For example Cryptee, see Cryptee | Frequently Asked Questions (FAQ) (most of their reasons are true, but there’s a huge fraction of people that ask for server code so they can self host it).
Email providers, all of them, except ForwardEmail which is still not mentioned on the website yet.
Proton Drive and Tresorit (you don’t even mention that it is proprietary lol)
Proton Pass
Tuta Calendar
EDIT: not as criteria, but rather just mentioning it in their recommendation page. It would also be great to mention if their client is open source too, for the sake of being consistent.
I don’t necessarily think being able to self host is or should be a core requirement for PG to only then recommend the services/apps/products. I also do not think it’s necessary for all privacy apps to be able to make it possible or the option available to self host. It would be nice, sure.
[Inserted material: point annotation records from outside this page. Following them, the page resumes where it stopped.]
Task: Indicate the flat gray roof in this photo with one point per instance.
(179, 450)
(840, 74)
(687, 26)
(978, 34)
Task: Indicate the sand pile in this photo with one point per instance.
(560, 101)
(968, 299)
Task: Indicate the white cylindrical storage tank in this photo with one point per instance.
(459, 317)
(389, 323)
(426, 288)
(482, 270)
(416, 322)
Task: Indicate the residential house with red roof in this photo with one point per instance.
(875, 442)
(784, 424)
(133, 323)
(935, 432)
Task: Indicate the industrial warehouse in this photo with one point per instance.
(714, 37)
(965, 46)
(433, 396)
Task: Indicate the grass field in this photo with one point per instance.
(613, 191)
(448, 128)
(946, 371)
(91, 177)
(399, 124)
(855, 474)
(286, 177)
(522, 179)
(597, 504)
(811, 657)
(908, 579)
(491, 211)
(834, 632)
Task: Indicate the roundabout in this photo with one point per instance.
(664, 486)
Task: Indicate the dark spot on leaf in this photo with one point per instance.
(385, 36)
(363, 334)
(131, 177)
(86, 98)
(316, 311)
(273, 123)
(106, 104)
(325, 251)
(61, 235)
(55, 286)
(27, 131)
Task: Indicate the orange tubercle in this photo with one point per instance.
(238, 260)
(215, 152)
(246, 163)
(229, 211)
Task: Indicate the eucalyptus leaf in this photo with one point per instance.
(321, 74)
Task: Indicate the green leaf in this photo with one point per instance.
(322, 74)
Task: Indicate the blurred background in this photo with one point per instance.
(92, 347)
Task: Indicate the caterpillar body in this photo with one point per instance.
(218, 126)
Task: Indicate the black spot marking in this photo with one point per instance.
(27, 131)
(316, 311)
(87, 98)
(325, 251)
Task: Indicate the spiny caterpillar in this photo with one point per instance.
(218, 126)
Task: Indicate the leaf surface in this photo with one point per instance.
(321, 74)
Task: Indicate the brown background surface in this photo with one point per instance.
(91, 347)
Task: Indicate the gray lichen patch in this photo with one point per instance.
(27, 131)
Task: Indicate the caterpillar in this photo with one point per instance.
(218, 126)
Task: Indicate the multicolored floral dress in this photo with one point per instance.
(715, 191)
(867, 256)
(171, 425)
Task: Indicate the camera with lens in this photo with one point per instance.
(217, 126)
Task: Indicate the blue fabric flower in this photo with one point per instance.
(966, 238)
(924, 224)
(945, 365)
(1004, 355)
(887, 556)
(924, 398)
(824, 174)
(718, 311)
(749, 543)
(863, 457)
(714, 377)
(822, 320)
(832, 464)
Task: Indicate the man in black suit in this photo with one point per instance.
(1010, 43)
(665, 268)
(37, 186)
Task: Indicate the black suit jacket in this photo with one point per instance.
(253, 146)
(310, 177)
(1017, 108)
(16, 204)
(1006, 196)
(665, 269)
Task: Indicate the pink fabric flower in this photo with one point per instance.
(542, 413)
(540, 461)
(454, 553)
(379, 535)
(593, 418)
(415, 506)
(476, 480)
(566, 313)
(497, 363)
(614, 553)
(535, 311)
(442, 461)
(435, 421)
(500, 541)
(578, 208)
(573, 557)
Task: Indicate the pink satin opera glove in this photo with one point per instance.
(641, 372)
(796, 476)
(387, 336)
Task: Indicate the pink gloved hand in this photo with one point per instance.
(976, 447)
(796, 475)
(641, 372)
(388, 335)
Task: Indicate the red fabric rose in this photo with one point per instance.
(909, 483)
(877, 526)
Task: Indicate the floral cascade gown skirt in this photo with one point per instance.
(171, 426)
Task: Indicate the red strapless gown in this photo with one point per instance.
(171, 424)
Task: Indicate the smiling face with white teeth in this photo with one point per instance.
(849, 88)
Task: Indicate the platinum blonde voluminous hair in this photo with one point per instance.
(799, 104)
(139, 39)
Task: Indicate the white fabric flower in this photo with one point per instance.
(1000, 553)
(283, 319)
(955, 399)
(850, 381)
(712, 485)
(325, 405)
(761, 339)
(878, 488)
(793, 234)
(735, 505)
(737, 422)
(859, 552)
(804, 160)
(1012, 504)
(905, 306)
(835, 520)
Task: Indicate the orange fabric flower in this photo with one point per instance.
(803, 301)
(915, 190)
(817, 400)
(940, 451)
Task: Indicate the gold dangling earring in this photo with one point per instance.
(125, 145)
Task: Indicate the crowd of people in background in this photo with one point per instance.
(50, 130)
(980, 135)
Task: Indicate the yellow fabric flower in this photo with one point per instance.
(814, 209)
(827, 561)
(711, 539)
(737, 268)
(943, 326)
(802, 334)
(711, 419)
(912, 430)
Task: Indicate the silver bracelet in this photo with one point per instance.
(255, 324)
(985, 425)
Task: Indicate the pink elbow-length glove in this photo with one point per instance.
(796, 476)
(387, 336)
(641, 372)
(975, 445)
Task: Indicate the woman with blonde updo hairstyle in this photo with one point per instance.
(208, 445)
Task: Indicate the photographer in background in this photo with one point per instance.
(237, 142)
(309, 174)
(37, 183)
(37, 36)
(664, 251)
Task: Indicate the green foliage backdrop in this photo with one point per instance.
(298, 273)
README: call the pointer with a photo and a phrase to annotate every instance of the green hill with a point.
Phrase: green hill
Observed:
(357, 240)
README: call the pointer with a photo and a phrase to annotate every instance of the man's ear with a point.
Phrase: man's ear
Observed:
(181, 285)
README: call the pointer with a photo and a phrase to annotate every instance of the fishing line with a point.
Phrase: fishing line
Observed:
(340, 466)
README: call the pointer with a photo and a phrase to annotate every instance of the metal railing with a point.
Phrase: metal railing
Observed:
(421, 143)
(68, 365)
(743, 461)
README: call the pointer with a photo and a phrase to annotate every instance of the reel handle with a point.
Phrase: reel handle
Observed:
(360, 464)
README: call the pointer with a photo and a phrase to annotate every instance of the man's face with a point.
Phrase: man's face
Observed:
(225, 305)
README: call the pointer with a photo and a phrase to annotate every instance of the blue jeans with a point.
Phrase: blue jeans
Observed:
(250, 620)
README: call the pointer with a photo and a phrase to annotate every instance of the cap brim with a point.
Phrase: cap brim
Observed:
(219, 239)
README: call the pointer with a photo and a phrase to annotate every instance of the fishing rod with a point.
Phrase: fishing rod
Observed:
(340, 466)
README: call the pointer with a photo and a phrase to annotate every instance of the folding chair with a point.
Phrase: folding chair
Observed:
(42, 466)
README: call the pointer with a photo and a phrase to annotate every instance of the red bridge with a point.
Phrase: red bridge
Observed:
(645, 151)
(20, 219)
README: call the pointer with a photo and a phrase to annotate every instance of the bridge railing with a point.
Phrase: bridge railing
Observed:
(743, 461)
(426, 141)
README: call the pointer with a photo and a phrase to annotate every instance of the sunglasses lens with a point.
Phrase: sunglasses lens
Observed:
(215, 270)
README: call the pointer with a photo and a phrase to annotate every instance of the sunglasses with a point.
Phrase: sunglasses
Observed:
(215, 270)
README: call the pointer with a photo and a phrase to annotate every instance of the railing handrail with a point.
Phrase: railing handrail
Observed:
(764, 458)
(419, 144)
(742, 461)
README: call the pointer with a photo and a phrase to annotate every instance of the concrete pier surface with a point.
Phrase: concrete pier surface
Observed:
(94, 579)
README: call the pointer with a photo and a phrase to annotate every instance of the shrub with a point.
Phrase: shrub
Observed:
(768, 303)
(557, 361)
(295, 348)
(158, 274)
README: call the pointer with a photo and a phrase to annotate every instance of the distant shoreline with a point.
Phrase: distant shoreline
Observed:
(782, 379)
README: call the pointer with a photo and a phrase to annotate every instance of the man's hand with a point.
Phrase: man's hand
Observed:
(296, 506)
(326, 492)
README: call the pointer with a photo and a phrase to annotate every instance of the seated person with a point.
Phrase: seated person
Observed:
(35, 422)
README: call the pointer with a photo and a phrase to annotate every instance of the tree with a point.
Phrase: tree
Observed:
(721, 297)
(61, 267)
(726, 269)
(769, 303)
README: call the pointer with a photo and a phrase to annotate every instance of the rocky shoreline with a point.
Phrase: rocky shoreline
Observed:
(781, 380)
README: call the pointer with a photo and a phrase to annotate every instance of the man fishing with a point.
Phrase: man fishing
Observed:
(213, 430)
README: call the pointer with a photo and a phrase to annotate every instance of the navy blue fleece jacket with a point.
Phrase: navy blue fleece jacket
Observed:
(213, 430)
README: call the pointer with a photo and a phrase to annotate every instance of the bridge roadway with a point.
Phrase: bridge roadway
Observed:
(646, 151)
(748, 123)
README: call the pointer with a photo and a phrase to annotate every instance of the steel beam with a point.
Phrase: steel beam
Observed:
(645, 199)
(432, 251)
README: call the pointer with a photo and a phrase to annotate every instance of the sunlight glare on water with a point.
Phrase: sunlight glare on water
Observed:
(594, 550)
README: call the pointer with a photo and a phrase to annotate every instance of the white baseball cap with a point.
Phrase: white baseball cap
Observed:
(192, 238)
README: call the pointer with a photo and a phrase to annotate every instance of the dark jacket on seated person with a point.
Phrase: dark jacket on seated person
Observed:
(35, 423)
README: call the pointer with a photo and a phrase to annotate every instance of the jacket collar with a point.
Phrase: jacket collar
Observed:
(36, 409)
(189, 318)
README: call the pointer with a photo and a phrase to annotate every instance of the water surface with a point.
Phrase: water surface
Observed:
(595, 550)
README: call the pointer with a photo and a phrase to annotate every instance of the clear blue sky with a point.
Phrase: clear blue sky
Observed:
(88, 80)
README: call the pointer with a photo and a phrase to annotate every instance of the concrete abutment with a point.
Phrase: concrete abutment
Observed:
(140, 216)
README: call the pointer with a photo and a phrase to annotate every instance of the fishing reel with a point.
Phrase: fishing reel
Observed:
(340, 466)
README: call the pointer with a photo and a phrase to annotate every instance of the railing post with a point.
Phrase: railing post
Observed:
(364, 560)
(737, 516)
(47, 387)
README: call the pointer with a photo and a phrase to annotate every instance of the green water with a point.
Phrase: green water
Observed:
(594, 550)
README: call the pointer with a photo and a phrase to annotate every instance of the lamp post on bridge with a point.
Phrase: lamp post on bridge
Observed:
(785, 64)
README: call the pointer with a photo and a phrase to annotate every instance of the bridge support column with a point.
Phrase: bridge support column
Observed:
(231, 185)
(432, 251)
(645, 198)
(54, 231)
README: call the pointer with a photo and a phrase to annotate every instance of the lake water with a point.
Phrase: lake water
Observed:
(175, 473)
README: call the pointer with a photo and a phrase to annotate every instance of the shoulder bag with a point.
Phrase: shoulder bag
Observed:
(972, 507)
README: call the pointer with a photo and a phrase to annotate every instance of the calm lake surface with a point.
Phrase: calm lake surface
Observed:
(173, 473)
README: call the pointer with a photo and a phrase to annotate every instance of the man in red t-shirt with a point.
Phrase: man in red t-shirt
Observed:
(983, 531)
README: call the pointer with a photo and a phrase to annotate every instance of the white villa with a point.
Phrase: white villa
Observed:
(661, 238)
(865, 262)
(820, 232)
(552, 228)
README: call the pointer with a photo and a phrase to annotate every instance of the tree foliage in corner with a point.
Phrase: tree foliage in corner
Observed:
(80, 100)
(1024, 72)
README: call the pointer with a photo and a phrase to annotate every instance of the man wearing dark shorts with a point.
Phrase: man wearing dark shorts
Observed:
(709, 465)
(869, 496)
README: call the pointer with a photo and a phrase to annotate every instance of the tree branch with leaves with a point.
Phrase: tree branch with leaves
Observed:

But I don’t think it should be a criteria that you weight heavily when evaluating a privacy product/service for recommendation.
Oh, I didn’t mean it as criteria, but rather just mentioning it in their recommendation page. Like they mention that Bitwarden server code is open source
Bitwarden’s server-side code is open source, so if you don’t want to use the Bitwarden cloud, you can easily host your own Bitwarden sync server.
But they don’t mention if the service’s server code is closed source; it is inconsistent.